Утверждение занавеса и экрана в качестве необходимых условий художественного воздействия отражает принципиальное изменение в мышлении Пиотровского по сравнению с Вяч. Ивановым. В своей известной работе «К теории кино-жанров» Пиотровский постоянно ссылается на экран как на главное отличие кино от других искусств, обуславливающее необходимость своеобразной трактовки основных эстетических понятий. Экран исключает любую механическую пересадку театральных методов: «Полная и явная искусственность движений на экране, торжествующая на примере хотя бы замедленной съемки, сделала бы смешной самую попытку» ввести театральную трактовку времени как «поступательного, прямолинейного движения». Отличается и пространство на экране, где оно «динамизировано <…> взорвано <…> пущено в движение». Например, в фильмах Д.В. Гриффита за схематической экспозицией фабулы следует «катастрофа, детальнейшим образом разработанная, раскинутая на сотни кадров, блистающая необычайной стремительностью и неожиданностью монтажа, растягивающая мгновения на десятки метров», здесь время «расчленяется на быстро мелькающие пласты параллельно совершающихся событий», а «динамизированное» пространство «становится как бы координатой несущегося времени». Экран отличается от театральной сиены еще и тем, что он ставит «человека» «в одинаковый ряд восприятия с вещью или “натурой”». Использование в кино театральных навыков приводит к «безвозвратному нарушению той зрительной непрерывности, той насыщенной “атмосферы" фильмы, которая <...> служит первым условием обаяния фотогении и суггестивности монтажа».

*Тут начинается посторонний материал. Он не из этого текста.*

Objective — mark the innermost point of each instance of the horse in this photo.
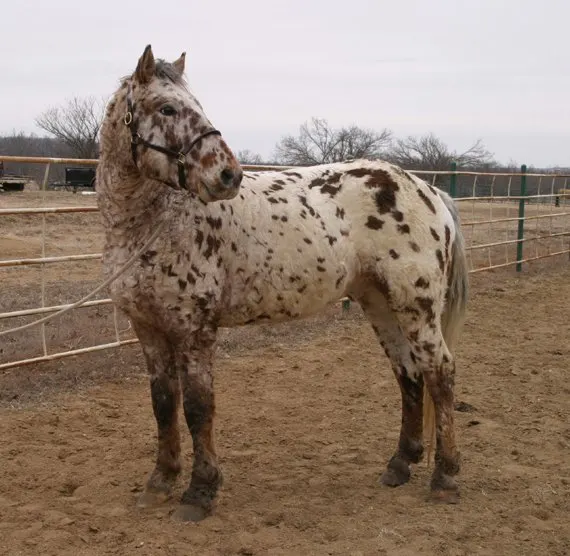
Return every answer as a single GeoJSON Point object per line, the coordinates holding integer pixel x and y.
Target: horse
{"type": "Point", "coordinates": [234, 248]}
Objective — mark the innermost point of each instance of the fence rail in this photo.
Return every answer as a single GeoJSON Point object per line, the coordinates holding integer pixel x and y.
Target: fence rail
{"type": "Point", "coordinates": [509, 219]}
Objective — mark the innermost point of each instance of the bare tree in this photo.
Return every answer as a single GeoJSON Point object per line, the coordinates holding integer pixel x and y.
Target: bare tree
{"type": "Point", "coordinates": [318, 143]}
{"type": "Point", "coordinates": [246, 156]}
{"type": "Point", "coordinates": [75, 124]}
{"type": "Point", "coordinates": [428, 152]}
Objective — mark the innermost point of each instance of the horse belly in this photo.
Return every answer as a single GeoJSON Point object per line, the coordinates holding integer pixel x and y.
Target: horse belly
{"type": "Point", "coordinates": [280, 296]}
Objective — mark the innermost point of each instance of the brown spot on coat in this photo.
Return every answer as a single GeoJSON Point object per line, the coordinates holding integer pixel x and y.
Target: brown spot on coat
{"type": "Point", "coordinates": [427, 201]}
{"type": "Point", "coordinates": [440, 262]}
{"type": "Point", "coordinates": [374, 223]}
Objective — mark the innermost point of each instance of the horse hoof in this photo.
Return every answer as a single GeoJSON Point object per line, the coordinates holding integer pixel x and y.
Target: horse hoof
{"type": "Point", "coordinates": [392, 478]}
{"type": "Point", "coordinates": [445, 496]}
{"type": "Point", "coordinates": [149, 498]}
{"type": "Point", "coordinates": [189, 512]}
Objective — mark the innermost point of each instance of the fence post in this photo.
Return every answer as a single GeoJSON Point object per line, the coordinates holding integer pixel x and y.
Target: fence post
{"type": "Point", "coordinates": [453, 180]}
{"type": "Point", "coordinates": [520, 234]}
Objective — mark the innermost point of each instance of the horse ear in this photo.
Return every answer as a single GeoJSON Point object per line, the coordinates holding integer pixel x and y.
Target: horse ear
{"type": "Point", "coordinates": [180, 63]}
{"type": "Point", "coordinates": [146, 66]}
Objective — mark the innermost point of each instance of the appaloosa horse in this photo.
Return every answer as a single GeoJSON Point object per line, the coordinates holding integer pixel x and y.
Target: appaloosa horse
{"type": "Point", "coordinates": [240, 248]}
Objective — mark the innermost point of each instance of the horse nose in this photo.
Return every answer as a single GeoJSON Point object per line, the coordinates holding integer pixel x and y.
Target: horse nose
{"type": "Point", "coordinates": [231, 178]}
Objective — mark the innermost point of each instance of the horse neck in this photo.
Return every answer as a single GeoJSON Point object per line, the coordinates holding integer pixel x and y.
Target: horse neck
{"type": "Point", "coordinates": [130, 205]}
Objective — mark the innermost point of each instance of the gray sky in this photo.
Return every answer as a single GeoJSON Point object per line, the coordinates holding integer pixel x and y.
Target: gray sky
{"type": "Point", "coordinates": [498, 70]}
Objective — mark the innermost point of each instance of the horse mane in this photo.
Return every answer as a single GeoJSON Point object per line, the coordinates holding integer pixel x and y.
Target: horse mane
{"type": "Point", "coordinates": [163, 70]}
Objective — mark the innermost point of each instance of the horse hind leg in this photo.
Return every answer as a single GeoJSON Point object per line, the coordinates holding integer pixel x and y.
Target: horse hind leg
{"type": "Point", "coordinates": [436, 363]}
{"type": "Point", "coordinates": [165, 394]}
{"type": "Point", "coordinates": [410, 380]}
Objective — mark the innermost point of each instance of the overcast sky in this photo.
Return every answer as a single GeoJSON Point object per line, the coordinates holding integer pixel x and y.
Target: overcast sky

Если экран является главным ограничением кино, то его сильнейшим орудием у Пиотровского становятся новые повествовательные формы, объединенные не фабулой, а «атмосферой» или «ритмом». Поскольку расстояние между актером и персонажем «сравнено плоскостью экрана», «печальный конец» не сублимируется в радость, как в театре, и «угнетение ничем не разрешается и остается давящим». Поэтому кино требует особых «приемов сюжетосложения, близких к тем, которые наблюдаются... в дописьменных, фольклорных жанрах литературы». Пиотровский исключает перенос в кино сказа и иных приемов передачи авторской точки зрения, поскольку «всякий раз реальный мир преломляется на экране, не изолированно и самостоятельно, а через отношение к нему действующего лица», что может выражаться, например, в «последовательном окрашиванье природы и вещей фильмы в цвета ведущего персонажа (так эксцентричный мир американской комической <фильмы> подается через фигуру Чаплина или Гарольда Ллойда, так идиллически преломляется натура через образ Лилиан Гиш или Мэри Пикфорд)».

Переосмысление ключевых понятий экрана и сюжета приводит Пиотровского к теории «лирического», или «эмоционального», кино, в котором новая повествовательная манера сочетается с такими специфическими выразительными приемами кино, как крупный план. Осторожно избегая популярного тогда термина «бессюжетность». Пиотровский интерпретирует лирическое кино как особую трактовку сюжета, то есть как своеобразную повествовательность и ритмичность. Признавая достижения «лирического монтажа», Пиотровский продолжал настаивать на нарративном начале в кинематографе, так как картина должна захватить зрителя посредством фабулы и образности. Лавируя между левым искусством и «плоской» мелодрамой, Пиотровский предупреждал: «В кино есть еще тенденция блеснуть “левой фразой". Сюда относятся, напр., отрицание фабульного момента, отрицание во что бы то ни стало, не считаясь с тем, что “фабула" была и остается могущественнейшим и демократичнейшим принципом организации материала». Только диалектическая форма способна «осознать связи между конкретными фактамии их направленность», благодаря чему фильм устремляется «не па отображение внешнего мира, а на изменение его, на реконструкцию его». Часто при чтении статей Пиотровского вспоминается анализ картин Леонардо и Чюрлёниса у Иванова, в котором границы репрезентации обуславливают изображение как указательный жест и ритмический рисунок, но также приходит на ум и формула Пастернака об исключительной способности кино изображать атмосферу, «плазму» сюжета. В кинотеории Пиотровского подводится реалистичный итог всем идеям Вяч. Иванова о катарсическом переживании трагедии как силе, способной преобразить мир, хотя в процессе осмысления эти идеи сами преобразовались и в какой-то мере слились с новой эстетической установкой 1920-х годов, разработанной с наибольшей последовательностью формалистами, В.Э. Мейерхольдом и С.М. Эйзенштейном.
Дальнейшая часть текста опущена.